Doch auch Heynckes gibt sich optimistisch. Er will seinen letzten sieben Spielen als Trainer unbedingt noch das Pokal-Endspiel am 19. Mai und das Champions-League-Finale eine Woche später hinzufügen, bevor er auf seinen Hof am Niederrhein zurückkehrt. Und Heynckes sieht in seiner Mannschaft einen ähnlichen Geist wie beim historischen Dreifach-Triumph vor fünf Jahren: „Ich denke, dass das jetzige Team und der Kader auf einem ähnlichen Weg ist.“
Dass sein Team selbst nach großen Personalrochaden gegen Augsburg (4:1) oder Mönchengladbach (5:1) „absolut motiviert, fokussiert“sei, das sei „ungemein positiv“, bemerkte Heynckes. „Das stimmt mich optimistisch, dass wir unter Umständen Großes erreichen können.“
Berlin, sagte er, sei „für alle etwas Besonderes, jeder will da hin“. Im Wege stehe nur noch Leverkusen, das den Bayern im März 2009 die bislang letzte Auswärtsniederlage im Pokal zufügte. Bayer spiele „exzellent Fußball“, die Mannschaft sei „hoch begabt“, und Herrlich mache „einen Riesenjob“, sagte Heynckes, der Leverkusen für die kommende Saison sogar als Titelkandidaten sieht.
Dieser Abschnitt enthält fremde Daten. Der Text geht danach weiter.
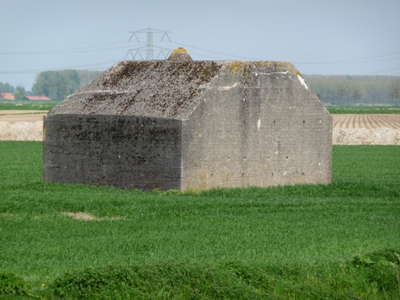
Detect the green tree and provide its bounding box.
[14,85,25,100]
[0,82,15,93]
[390,79,400,103]
[32,70,80,100]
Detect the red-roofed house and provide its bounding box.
[24,96,50,101]
[0,93,15,100]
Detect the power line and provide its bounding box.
[124,28,171,60]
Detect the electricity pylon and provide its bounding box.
[125,28,171,60]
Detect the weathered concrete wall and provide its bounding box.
[182,63,332,189]
[44,57,332,190]
[43,114,181,189]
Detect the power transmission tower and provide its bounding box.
[125,28,171,60]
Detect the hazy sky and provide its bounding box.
[0,0,400,90]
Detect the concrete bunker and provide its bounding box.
[43,49,332,190]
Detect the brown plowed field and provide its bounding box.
[332,114,400,145]
[332,114,400,129]
[0,111,400,145]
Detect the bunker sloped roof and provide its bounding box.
[49,60,300,119]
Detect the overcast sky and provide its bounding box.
[0,0,400,90]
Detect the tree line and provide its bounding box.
[0,70,101,100]
[32,70,101,100]
[304,75,400,105]
[0,70,400,105]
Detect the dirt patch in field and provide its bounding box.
[0,111,400,145]
[63,212,123,221]
[332,114,400,145]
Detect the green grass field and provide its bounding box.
[0,100,60,110]
[0,142,400,299]
[326,105,400,114]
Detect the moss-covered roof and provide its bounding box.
[49,59,299,119]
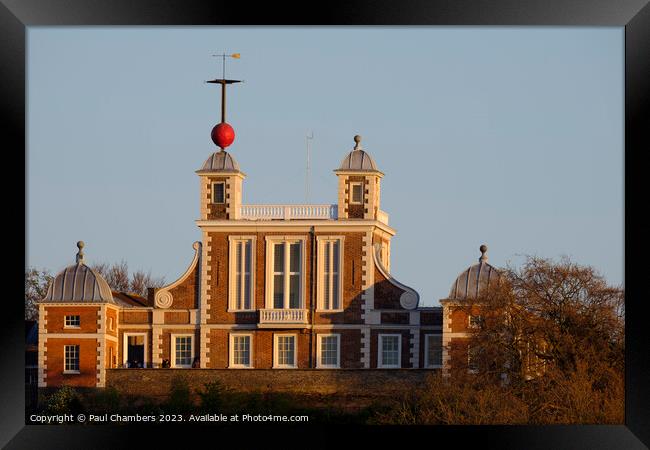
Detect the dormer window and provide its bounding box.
[350,182,363,205]
[212,181,226,204]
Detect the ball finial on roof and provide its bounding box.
[354,134,361,150]
[478,244,487,262]
[77,241,86,264]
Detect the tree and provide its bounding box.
[92,260,165,297]
[374,257,625,424]
[465,257,625,423]
[25,267,52,320]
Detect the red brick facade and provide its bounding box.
[39,135,476,386]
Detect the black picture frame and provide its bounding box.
[0,0,650,449]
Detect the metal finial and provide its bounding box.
[478,244,487,262]
[354,134,361,150]
[77,241,86,264]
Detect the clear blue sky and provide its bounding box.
[26,27,624,305]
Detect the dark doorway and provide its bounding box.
[126,335,145,368]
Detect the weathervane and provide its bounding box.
[206,53,241,151]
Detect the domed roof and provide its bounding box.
[199,150,239,172]
[448,245,499,300]
[41,241,115,303]
[339,135,379,171]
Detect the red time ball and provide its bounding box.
[212,122,235,148]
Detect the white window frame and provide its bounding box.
[377,333,402,369]
[467,344,479,373]
[211,181,226,205]
[316,236,345,312]
[122,333,147,367]
[316,333,341,369]
[467,314,483,328]
[63,314,81,329]
[228,236,257,312]
[348,181,364,205]
[170,333,195,369]
[424,333,443,369]
[228,333,254,369]
[63,344,81,374]
[264,235,307,309]
[273,333,298,369]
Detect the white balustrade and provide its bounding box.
[260,309,307,323]
[241,205,338,220]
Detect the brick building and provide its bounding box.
[38,80,496,387]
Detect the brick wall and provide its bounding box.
[420,308,442,326]
[169,264,200,309]
[373,264,404,309]
[106,369,433,400]
[207,229,370,324]
[120,311,151,324]
[45,338,99,387]
[381,312,409,325]
[45,305,99,333]
[208,177,231,220]
[370,328,412,370]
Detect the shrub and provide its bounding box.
[196,380,227,413]
[45,386,82,414]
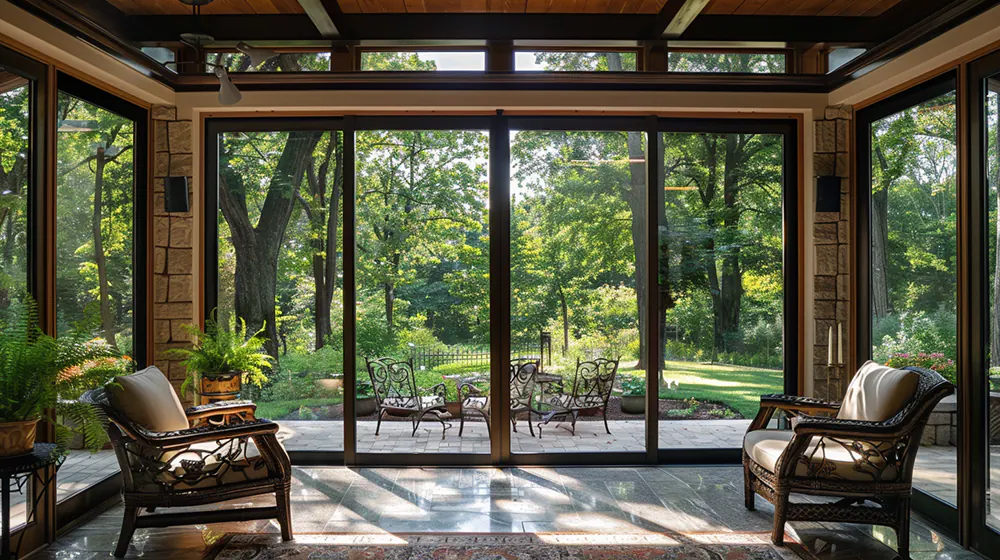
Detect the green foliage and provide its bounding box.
[618,371,646,397]
[170,313,274,393]
[885,352,958,383]
[0,301,123,450]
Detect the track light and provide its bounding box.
[215,66,243,105]
[236,41,278,68]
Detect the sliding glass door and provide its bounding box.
[205,115,798,465]
[54,74,149,518]
[857,74,966,525]
[206,119,348,454]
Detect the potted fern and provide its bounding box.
[620,372,646,414]
[0,302,113,457]
[170,313,274,403]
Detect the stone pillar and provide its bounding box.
[813,105,853,401]
[152,106,197,404]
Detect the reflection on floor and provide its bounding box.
[31,467,978,560]
[12,420,1000,527]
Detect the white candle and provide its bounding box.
[837,323,844,365]
[826,325,833,366]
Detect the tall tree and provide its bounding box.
[219,131,323,357]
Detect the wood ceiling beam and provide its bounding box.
[299,0,341,39]
[657,0,711,39]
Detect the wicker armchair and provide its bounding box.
[365,358,451,439]
[743,362,954,558]
[80,367,292,558]
[538,358,618,439]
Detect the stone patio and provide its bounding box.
[3,420,1000,527]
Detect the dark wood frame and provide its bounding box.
[958,48,1000,558]
[204,111,805,466]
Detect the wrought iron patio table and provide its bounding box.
[0,443,66,560]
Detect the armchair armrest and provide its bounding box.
[135,420,278,449]
[184,400,257,428]
[747,395,840,432]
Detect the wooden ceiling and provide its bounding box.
[337,0,676,14]
[702,0,901,17]
[107,0,305,16]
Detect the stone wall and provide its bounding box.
[152,106,196,402]
[812,105,853,400]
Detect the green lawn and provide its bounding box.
[660,361,784,418]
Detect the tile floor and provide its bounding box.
[29,467,978,560]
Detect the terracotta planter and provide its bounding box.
[198,371,243,404]
[0,419,38,457]
[354,397,375,416]
[622,395,646,414]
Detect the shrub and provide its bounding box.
[885,352,958,383]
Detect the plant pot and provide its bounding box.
[198,371,243,404]
[354,397,375,416]
[622,395,646,414]
[0,418,38,457]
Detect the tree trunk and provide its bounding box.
[718,134,746,351]
[219,131,323,359]
[559,286,569,357]
[90,146,118,350]
[987,96,1000,367]
[871,141,892,322]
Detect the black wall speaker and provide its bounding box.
[816,176,840,212]
[163,177,191,212]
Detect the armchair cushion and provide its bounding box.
[743,430,899,482]
[837,360,920,422]
[107,366,190,432]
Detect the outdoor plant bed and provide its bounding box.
[659,399,743,420]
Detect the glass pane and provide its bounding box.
[986,78,1000,530]
[205,52,330,73]
[659,129,785,448]
[870,93,959,504]
[217,131,344,451]
[510,130,647,453]
[514,51,638,72]
[355,130,491,453]
[0,69,31,527]
[667,51,786,74]
[361,51,486,72]
[55,92,133,500]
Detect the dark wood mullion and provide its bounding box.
[640,117,664,464]
[341,117,358,465]
[489,111,512,465]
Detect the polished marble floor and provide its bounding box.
[29,467,978,560]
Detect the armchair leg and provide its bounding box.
[771,490,788,546]
[896,498,910,560]
[115,506,139,558]
[274,484,292,541]
[743,463,756,511]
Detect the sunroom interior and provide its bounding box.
[0,0,1000,560]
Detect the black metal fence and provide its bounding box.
[412,342,541,369]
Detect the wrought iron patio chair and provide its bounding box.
[538,358,620,438]
[510,359,541,437]
[458,375,490,437]
[743,362,954,558]
[80,367,292,558]
[365,358,451,439]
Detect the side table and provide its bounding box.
[0,443,66,560]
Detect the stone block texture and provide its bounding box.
[812,105,854,401]
[152,106,197,404]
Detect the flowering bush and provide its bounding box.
[885,352,957,383]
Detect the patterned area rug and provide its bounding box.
[207,533,811,560]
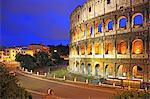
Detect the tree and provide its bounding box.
[16,54,37,70]
[0,64,31,99]
[34,52,49,67]
[51,52,63,64]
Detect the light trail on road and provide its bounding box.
[17,74,116,99]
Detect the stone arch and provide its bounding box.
[87,63,92,75]
[87,43,92,55]
[105,42,113,54]
[117,40,127,54]
[81,44,86,55]
[132,66,143,79]
[94,42,101,55]
[106,19,114,31]
[105,64,113,77]
[81,63,85,74]
[95,64,100,76]
[118,16,127,28]
[132,39,143,54]
[132,13,144,26]
[117,65,127,77]
[76,61,80,72]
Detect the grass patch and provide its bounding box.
[113,90,150,99]
[49,68,94,82]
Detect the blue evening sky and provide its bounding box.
[0,0,86,46]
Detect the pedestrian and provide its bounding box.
[47,88,54,95]
[121,79,124,89]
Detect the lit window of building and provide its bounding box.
[107,20,113,30]
[81,45,85,55]
[133,13,143,25]
[90,27,93,35]
[95,43,100,55]
[132,39,143,54]
[105,43,113,54]
[119,17,127,28]
[87,44,92,55]
[81,25,86,38]
[98,23,102,33]
[118,42,127,54]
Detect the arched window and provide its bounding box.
[133,13,143,25]
[108,20,113,30]
[132,39,143,54]
[118,41,127,54]
[95,43,100,55]
[81,24,86,38]
[132,66,143,79]
[90,27,93,35]
[105,43,113,54]
[81,45,85,55]
[87,44,92,55]
[119,17,127,28]
[98,23,102,33]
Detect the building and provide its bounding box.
[28,44,49,54]
[68,0,150,82]
[0,47,34,62]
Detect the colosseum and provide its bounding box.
[68,0,150,82]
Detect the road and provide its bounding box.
[17,74,119,99]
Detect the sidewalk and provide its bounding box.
[18,71,150,93]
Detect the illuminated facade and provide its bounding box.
[68,0,150,81]
[28,44,49,54]
[0,48,34,62]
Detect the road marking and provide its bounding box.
[26,89,47,96]
[17,72,116,94]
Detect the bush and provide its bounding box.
[114,90,150,99]
[0,64,32,99]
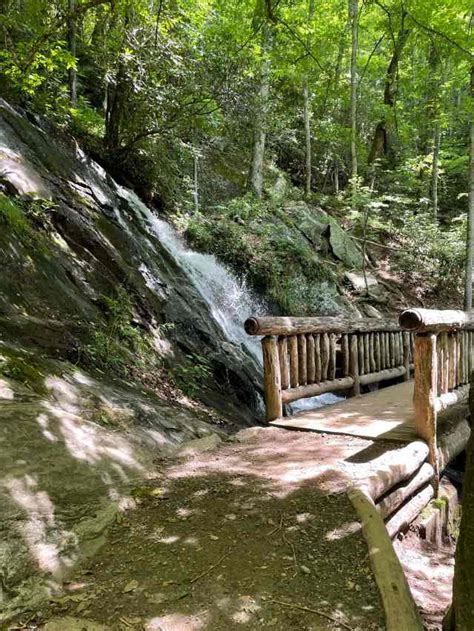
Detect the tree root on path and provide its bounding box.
[262,598,352,631]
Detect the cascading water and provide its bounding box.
[114,187,268,365]
[116,186,342,414]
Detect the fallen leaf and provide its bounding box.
[122,579,138,594]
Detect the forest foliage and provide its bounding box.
[0,0,473,307]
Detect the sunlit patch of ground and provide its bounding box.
[394,533,454,631]
[34,428,392,631]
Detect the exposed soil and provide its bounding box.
[29,428,390,631]
[15,428,456,631]
[395,532,455,631]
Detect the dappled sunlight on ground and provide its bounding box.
[3,476,78,581]
[35,428,388,631]
[394,533,455,630]
[163,427,402,494]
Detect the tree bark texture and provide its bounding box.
[368,13,410,164]
[67,0,77,107]
[445,381,474,631]
[250,23,272,198]
[349,0,359,182]
[464,66,474,311]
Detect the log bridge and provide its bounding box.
[245,309,474,489]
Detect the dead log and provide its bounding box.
[359,366,406,385]
[278,337,290,390]
[288,335,298,388]
[349,489,423,631]
[298,335,308,386]
[438,418,471,471]
[385,484,434,539]
[244,316,400,335]
[361,440,428,501]
[376,462,434,519]
[413,333,438,476]
[349,335,360,397]
[306,333,316,383]
[435,386,469,412]
[262,336,283,422]
[398,309,474,331]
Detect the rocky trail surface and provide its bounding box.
[24,428,396,631]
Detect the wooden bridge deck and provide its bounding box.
[270,381,417,442]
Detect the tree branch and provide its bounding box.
[404,7,474,59]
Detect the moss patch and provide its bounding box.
[185,195,343,316]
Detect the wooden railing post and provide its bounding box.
[349,334,360,397]
[413,333,439,479]
[403,331,410,381]
[262,335,283,423]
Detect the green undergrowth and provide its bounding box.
[181,195,343,315]
[0,344,66,395]
[80,287,155,376]
[0,193,56,240]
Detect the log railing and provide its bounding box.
[399,309,474,474]
[245,317,414,422]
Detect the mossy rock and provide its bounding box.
[329,217,363,269]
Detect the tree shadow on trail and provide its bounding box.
[49,471,383,631]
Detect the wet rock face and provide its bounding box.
[0,101,260,624]
[0,101,260,422]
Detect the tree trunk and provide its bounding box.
[105,5,130,152]
[250,24,271,198]
[303,0,315,197]
[464,66,474,311]
[349,0,359,187]
[303,79,312,197]
[368,12,410,164]
[431,120,441,221]
[443,381,474,631]
[105,61,127,151]
[67,0,77,107]
[193,150,199,213]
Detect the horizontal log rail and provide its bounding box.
[399,309,474,477]
[245,317,414,422]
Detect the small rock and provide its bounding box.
[178,434,222,456]
[44,616,108,631]
[122,579,138,594]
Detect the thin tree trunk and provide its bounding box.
[250,24,271,198]
[67,0,77,107]
[431,119,441,221]
[303,78,312,197]
[303,0,315,197]
[464,66,474,311]
[193,150,199,213]
[349,0,359,188]
[368,13,410,164]
[443,379,474,631]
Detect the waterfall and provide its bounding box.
[115,186,343,414]
[117,186,262,366]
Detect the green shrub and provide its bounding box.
[168,354,212,397]
[83,288,152,374]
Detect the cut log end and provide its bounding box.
[398,309,423,331]
[244,318,260,335]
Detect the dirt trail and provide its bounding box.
[31,428,428,631]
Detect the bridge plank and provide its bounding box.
[270,381,416,442]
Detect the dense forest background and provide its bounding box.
[0,0,472,315]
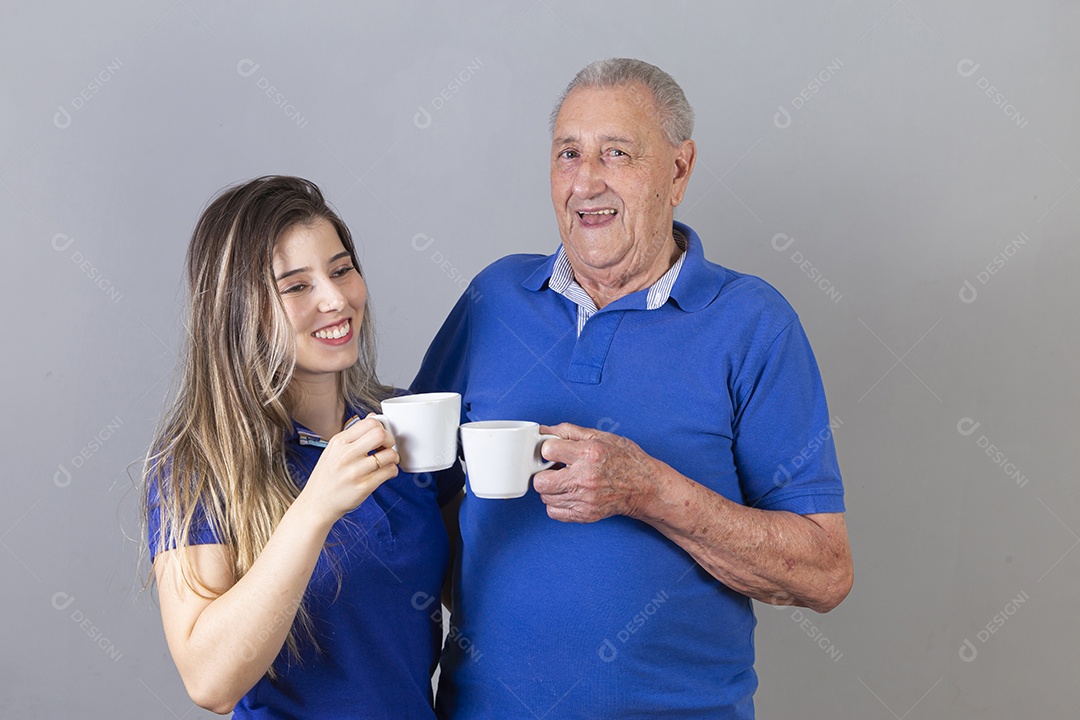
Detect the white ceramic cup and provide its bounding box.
[461,420,558,499]
[375,393,461,473]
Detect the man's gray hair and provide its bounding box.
[549,57,693,146]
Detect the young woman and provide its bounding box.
[145,176,459,719]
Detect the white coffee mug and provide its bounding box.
[461,420,558,499]
[375,393,461,473]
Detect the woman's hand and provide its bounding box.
[297,415,400,525]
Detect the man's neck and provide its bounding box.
[567,234,683,310]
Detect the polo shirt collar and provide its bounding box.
[522,221,727,312]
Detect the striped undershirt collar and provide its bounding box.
[548,231,687,336]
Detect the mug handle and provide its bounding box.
[535,435,563,473]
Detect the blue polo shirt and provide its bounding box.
[413,223,843,720]
[143,412,460,720]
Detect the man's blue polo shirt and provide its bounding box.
[413,223,843,720]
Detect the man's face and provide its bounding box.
[551,83,694,289]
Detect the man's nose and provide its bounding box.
[573,157,607,198]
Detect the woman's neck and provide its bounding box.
[289,376,345,440]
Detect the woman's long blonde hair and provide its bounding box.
[143,176,393,657]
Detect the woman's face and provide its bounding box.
[273,219,367,381]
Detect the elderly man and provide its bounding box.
[414,59,852,720]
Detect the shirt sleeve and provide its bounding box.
[147,464,221,562]
[409,286,474,506]
[733,317,845,515]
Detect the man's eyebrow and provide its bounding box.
[275,250,351,281]
[552,135,634,146]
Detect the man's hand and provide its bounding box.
[532,422,663,522]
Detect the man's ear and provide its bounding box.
[672,140,698,207]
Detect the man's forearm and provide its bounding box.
[635,463,852,612]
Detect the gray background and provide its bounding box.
[0,0,1080,720]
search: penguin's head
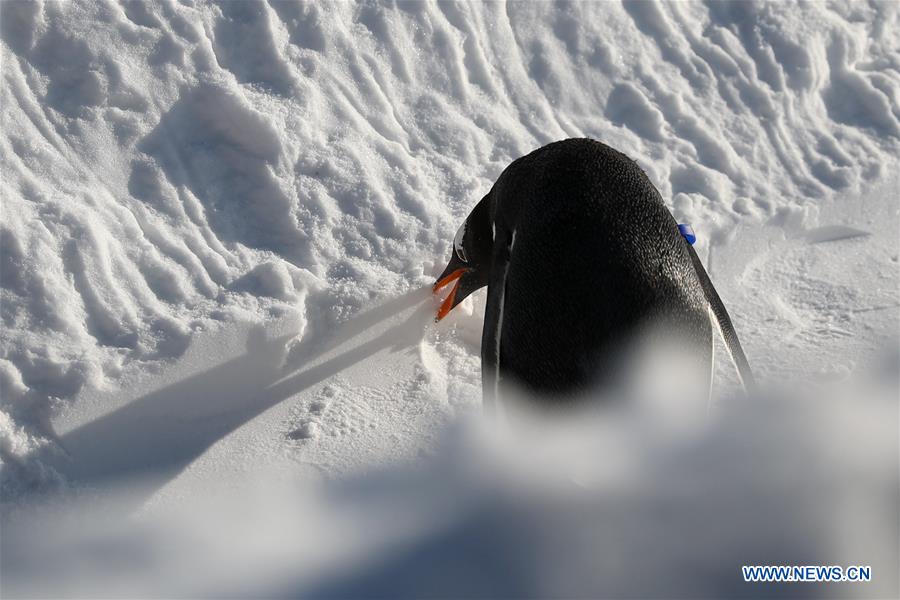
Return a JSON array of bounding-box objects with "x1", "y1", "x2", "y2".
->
[{"x1": 434, "y1": 196, "x2": 493, "y2": 321}]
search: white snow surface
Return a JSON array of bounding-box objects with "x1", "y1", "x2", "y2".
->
[{"x1": 0, "y1": 0, "x2": 900, "y2": 595}]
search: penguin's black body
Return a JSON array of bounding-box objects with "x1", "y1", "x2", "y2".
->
[{"x1": 435, "y1": 139, "x2": 749, "y2": 406}]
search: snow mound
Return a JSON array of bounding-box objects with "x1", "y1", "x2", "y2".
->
[{"x1": 0, "y1": 0, "x2": 900, "y2": 488}]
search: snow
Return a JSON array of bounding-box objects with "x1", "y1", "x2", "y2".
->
[{"x1": 0, "y1": 0, "x2": 900, "y2": 596}]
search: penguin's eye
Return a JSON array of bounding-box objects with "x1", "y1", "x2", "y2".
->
[{"x1": 453, "y1": 223, "x2": 469, "y2": 263}]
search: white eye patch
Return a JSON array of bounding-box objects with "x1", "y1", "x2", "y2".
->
[{"x1": 453, "y1": 223, "x2": 469, "y2": 262}]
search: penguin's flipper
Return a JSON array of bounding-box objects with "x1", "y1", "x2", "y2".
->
[
  {"x1": 481, "y1": 227, "x2": 515, "y2": 416},
  {"x1": 687, "y1": 244, "x2": 756, "y2": 393}
]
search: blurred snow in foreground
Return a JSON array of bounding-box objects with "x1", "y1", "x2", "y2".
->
[{"x1": 2, "y1": 364, "x2": 900, "y2": 598}]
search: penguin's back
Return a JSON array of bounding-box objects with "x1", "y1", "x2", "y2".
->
[{"x1": 492, "y1": 140, "x2": 711, "y2": 394}]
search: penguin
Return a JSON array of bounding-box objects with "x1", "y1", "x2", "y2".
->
[{"x1": 434, "y1": 138, "x2": 753, "y2": 405}]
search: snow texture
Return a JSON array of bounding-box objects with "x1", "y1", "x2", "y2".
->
[{"x1": 0, "y1": 0, "x2": 900, "y2": 595}]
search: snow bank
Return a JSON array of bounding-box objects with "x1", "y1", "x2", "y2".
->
[{"x1": 2, "y1": 376, "x2": 900, "y2": 598}]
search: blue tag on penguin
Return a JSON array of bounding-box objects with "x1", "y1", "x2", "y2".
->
[{"x1": 678, "y1": 223, "x2": 697, "y2": 246}]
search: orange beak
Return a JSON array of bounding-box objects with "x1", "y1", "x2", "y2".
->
[{"x1": 432, "y1": 269, "x2": 467, "y2": 321}]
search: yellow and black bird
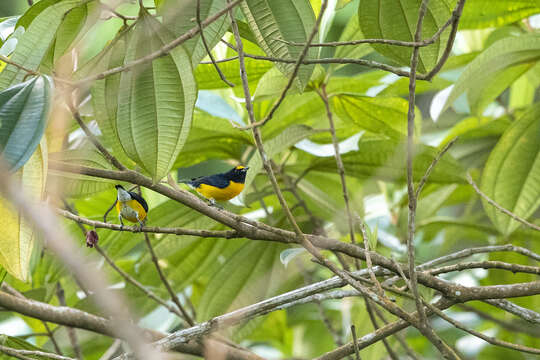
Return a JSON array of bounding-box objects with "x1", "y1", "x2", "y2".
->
[
  {"x1": 115, "y1": 185, "x2": 148, "y2": 228},
  {"x1": 183, "y1": 165, "x2": 249, "y2": 205}
]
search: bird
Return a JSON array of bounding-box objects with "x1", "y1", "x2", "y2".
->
[
  {"x1": 115, "y1": 185, "x2": 148, "y2": 229},
  {"x1": 182, "y1": 165, "x2": 249, "y2": 206}
]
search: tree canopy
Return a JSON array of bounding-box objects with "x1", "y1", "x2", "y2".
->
[{"x1": 0, "y1": 0, "x2": 540, "y2": 360}]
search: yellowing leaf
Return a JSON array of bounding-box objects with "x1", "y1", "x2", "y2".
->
[{"x1": 0, "y1": 139, "x2": 47, "y2": 281}]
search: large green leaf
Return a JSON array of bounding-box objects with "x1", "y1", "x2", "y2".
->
[
  {"x1": 116, "y1": 15, "x2": 197, "y2": 181},
  {"x1": 195, "y1": 58, "x2": 274, "y2": 90},
  {"x1": 311, "y1": 138, "x2": 464, "y2": 183},
  {"x1": 0, "y1": 139, "x2": 47, "y2": 281},
  {"x1": 158, "y1": 0, "x2": 230, "y2": 67},
  {"x1": 0, "y1": 76, "x2": 52, "y2": 171},
  {"x1": 444, "y1": 34, "x2": 540, "y2": 113},
  {"x1": 482, "y1": 104, "x2": 540, "y2": 235},
  {"x1": 197, "y1": 241, "x2": 285, "y2": 320},
  {"x1": 241, "y1": 0, "x2": 316, "y2": 90},
  {"x1": 0, "y1": 0, "x2": 81, "y2": 89},
  {"x1": 332, "y1": 95, "x2": 420, "y2": 140},
  {"x1": 358, "y1": 0, "x2": 452, "y2": 72},
  {"x1": 49, "y1": 147, "x2": 117, "y2": 197},
  {"x1": 245, "y1": 125, "x2": 317, "y2": 201},
  {"x1": 459, "y1": 0, "x2": 540, "y2": 29}
]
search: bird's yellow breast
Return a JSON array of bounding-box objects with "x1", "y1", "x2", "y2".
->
[
  {"x1": 116, "y1": 200, "x2": 146, "y2": 222},
  {"x1": 196, "y1": 181, "x2": 244, "y2": 201}
]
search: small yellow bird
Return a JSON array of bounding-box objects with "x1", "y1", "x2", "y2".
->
[
  {"x1": 184, "y1": 165, "x2": 249, "y2": 205},
  {"x1": 115, "y1": 185, "x2": 148, "y2": 228}
]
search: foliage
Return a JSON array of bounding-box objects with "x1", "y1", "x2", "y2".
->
[{"x1": 0, "y1": 0, "x2": 540, "y2": 360}]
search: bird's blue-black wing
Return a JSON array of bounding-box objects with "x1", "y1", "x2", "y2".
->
[
  {"x1": 128, "y1": 191, "x2": 148, "y2": 212},
  {"x1": 188, "y1": 174, "x2": 229, "y2": 189}
]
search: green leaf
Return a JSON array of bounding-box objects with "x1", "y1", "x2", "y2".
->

In der Liga siegten die zum 28. Mal als Meister feststehenden Münchner zweimal mit 3:1 gegen Leverkusen, zuletzt Mitte Januar. Doch nun fühlen sich die Rheinländer besser gewappnet. „Wir haben uns in vielen Punkten weiterentwickelt“, betonte Herrlich. „Diesmal geht es um Leben und Sterben. Natürlich liegt keiner tot auf dem Platz, aber man stirbt sportlich. Und wir würden gerne noch ein paar Wochen weiterleben und zum Endspiel fahren.“Seinen Spielern habe er als zusätzliche Motivation von der Erfahrung seiner beiden Pokalsiege als Spieler 1993 mit Bayer und 1995 mit Mönchengladbach erzählt, berichtete der 46-Jährige: „Ein Pokalsieg ist ein bleibender Wert, ein Reichtum, der nix mit materiellen Dingen zu tun hat. Und eine Freude, die immer bleibt.“
Leckerbissen für Konsumenten
Seine junge Mannschaft um Kai Havertz (18), Panagiotis Retsos (19), Leon Bailey (20), Julian Brandt, Benjamin Henrichs (beide 21) und Jonathan Tah (22) – laut Herrlich zuletzt teilweise „eine ältere U19“– ist jedenfalls topmotiviert, Großes zu schaffen. Seit dem Cup-Sieg mit dem Stürmer Herrlich vor 25 Jahren hat der Verein keinen Titel mehr geholt, viele Profis von heute waren damals noch nicht geboren. Nationaltorhüter Bernd Leno war damals 14 Monate alt, nun wittert auch er eine große Chance. „Die Bayern sind gewarnt“, sagte er, fügte aber an: „Wir wissen, dass wir einen Sahnetag brauchen. Aber wir wissen auch, dass in einem Spiel alles möglich ist.“
Heynckes, der von 2009 bis 2011 erfolgreich in Leverkusen trainierte, freut sich auf ein Treffen zweier Teams, „die einen sehr gepflegten und attraktiven“Fußball spielen. Das werde daher sicher ein „Leckerbissen für Fußballkonsumenten“, freilich aber auch „eine sehr schwierige Aufgabe“– für die er zuletzt zahlreiche Stars in der Liga schonen konnte.